BANYUMAS – Getuk goreng memang menjadi cemilan khas Sokaraja, Kabupaten Banyumas yang diperkirakan sudah ada lebih dari seabad silam. Tepatnya sekitar tahun 1918. Orang yang berjasa melahirkan olahan itu bernama Sanpirngad, seorang penjaja makanan keliling. Salah satu menu yang dijualnya adalah getuk singkong.
Konon, karena peminatnya tidak banyak, getuk yang dijualnya itu kerap sisa dan basi. Terlalu sayang jika dibuang, akhirnya Sanpirngad menemu akal.
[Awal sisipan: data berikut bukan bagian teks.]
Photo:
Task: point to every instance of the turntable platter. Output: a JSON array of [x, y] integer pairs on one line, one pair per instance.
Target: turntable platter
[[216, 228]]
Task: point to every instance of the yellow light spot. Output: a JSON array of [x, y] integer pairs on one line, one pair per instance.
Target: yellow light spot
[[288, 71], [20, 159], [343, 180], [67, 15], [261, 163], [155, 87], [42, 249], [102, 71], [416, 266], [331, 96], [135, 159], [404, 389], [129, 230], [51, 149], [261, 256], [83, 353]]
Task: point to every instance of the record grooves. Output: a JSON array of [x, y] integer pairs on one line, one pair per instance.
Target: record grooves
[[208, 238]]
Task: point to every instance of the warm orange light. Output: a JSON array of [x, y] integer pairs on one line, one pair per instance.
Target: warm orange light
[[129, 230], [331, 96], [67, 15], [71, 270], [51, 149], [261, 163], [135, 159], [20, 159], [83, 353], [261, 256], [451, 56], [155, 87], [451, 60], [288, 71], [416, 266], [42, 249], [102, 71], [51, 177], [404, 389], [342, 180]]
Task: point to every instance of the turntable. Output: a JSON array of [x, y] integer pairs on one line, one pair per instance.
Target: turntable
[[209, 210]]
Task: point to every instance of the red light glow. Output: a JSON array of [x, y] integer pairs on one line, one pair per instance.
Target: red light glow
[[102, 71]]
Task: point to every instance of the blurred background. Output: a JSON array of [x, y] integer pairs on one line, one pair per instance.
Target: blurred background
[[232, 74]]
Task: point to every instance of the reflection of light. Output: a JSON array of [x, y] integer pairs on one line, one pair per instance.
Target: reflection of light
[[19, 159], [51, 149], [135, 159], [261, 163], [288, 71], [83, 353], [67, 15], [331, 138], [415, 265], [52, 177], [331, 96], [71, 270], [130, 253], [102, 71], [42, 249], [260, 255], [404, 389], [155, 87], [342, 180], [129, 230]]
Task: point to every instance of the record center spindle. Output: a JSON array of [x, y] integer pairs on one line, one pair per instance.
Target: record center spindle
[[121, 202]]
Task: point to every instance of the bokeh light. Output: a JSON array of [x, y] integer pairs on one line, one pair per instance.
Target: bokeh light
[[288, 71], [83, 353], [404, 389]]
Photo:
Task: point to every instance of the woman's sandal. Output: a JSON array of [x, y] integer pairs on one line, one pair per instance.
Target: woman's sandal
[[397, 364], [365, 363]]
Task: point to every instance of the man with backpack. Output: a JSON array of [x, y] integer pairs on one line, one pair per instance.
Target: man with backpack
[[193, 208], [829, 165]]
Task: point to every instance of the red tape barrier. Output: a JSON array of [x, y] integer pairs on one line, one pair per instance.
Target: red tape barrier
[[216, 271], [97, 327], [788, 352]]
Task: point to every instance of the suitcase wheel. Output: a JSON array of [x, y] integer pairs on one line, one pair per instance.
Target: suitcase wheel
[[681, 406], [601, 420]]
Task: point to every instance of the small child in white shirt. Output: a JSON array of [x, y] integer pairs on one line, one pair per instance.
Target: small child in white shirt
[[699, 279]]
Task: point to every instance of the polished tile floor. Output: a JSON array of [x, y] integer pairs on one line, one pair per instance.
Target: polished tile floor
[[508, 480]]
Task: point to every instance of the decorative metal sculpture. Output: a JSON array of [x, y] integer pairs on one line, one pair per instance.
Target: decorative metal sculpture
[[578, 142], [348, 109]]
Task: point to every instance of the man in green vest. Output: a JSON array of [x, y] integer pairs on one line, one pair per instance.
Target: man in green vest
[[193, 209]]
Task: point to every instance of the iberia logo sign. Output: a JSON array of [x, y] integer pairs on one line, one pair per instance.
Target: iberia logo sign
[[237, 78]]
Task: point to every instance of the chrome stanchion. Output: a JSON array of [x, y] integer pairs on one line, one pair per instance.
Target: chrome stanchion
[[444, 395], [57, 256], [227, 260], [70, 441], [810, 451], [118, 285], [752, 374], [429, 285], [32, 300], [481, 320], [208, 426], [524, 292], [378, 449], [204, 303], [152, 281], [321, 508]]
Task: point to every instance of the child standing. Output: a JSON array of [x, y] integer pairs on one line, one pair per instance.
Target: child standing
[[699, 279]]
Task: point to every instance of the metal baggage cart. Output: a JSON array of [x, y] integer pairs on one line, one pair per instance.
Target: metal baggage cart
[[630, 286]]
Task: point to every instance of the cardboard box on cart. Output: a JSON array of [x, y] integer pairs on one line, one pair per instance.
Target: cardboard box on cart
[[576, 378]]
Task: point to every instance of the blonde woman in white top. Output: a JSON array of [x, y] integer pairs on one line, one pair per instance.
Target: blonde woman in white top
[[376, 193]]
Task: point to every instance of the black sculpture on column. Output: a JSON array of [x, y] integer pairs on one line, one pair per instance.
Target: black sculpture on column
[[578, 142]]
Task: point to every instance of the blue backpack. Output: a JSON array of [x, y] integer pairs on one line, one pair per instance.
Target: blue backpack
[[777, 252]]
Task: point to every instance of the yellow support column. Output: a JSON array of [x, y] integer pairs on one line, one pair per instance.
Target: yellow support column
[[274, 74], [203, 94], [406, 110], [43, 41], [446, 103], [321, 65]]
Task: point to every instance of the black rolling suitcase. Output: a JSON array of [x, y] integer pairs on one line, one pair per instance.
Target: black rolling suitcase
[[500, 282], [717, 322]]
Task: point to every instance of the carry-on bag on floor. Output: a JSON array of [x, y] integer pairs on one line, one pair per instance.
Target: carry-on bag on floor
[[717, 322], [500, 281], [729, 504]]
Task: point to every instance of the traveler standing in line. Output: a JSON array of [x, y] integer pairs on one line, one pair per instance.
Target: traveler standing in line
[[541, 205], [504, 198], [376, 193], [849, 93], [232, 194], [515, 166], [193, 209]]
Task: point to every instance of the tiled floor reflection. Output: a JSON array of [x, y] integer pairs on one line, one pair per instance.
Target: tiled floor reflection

Getuk sisa itu kemudian dikumpulkan dan digoreng ditambah bumbu gula kelapa. Mujur tak dapat diukur, getuk goreng dari “resep tak sengaja” itu justru malah diminati bahkan dicari pembeli. Singkat cerita, usaha getuk goreng itu kemudian meletup, hingga sepeninggal Sanpingrad, usaha itu lantas dikelola oleh menantunya yang bernama H Tohirin dan diteruskan oleh keturunan Sanpingrad hingga kini.
“Dan kini, getuk goreng masih terus dilestarikan keturunan Mbah Sanpirngad dan alhamdulilah jadi salah satu ikon Kabupaten Banyumas,” kata H Sutrisno, generasi ketiga pengusaha getuk goreng Sokaraja. Sutrisno kini mengelola Toko Getuk Goreng Asli Haji Tohirin Bapak Sanpirngad Jalan Jenderal Soedirman Sokaraja, Banyumas sejak tahun 1918.
Ternyata, wanginya getuk goreng Sanpirngad itu sampai juga ke hidung Gubernur Ganjar Pranowo saat melakukan kunjungan kerja di Kabupaten Banyumas. Karena penasaran, Ganjar pun berkunjung langsung ke kediaman H Sutrisno. Beruntung, sang tuan rumah menghidangkan getuk goreng yang masih mengepul hangat. “Legi, gurih tur nyenengke (Manis, gurih dan membuat ketagihan),” kata Ganjar.
Diliputi rasa penasaran, Ganjar lantas meminta Sutrisno menunjukkan proses pembuatan kudapan khas nan unik tersebut. Sejurus kemudian, mereka pun bergegas menyusuri lorong di samping kediaman Sutrisno. Setelah berjalan sekitar seratus meter, suara tumbukan dan penggorengan mulai terdengar. Disusul aroma wangi yang sangat menggoda. Begitu Ganjar memasuki pintu, sejumlah pekerja tampak kaget melihat kedatangan gubernur berambut putih itu. “Pagi ini di Sokaraja ada yang khas, yaitu getuk goreng,” kata Ganjar.
Kepada Ganjar, Sutrisno menjelaskan proses pembuatan kuliner itu. Mulai dari pemilihan singkong sebagai bahan baku, merebus, menumbuk, pemotongan hingga proses penggorengan. Namun yang paling menarik minat Ganjar adalah saat melihat antusiasme empat lelaki yang tengah menumbuk. Ganjar pun tak mau melewatkan kesempatan saat ditawari salah satu pekerja untuk turut menumbuk adonan singkong dan gula merah.
“Ternyata menumbuk ini ada rumusnya, tidak boleh bersamaan harus beriringan satu persatu. Itu ritme harmoni seperti harmoninya orang Indonesia,” kata Ganjar yang diiyakan seluruh pekerja.
Dari proses penumbukan, Ganjar bergeser ke proses pemotongan adonan. Seorang pekerja lelaki terlihat menaburi tepung ke adonan sebelum memotong. Potongan-potongan adonan itulah yang kemudian digoreng. “Inilah proses yang terakhir (menggoreng),” paparnya.
Rasa-rasanya, memang bukan sekadar insting politiknya saja yang andal, Ganjar Pranowo ternyata juga memiliki lidah yang kemampuannya tidak kalah dari pakar-pakar kuliner. Ganjar mengatakan, tidak akan lengkap rasanya jika berkunjung ke Banyumas tanpa mencicipi getuk goreng Sanpirngad. “Warungnya di sini, tepat di sisi Jalan Sokaraja,” ucapnya.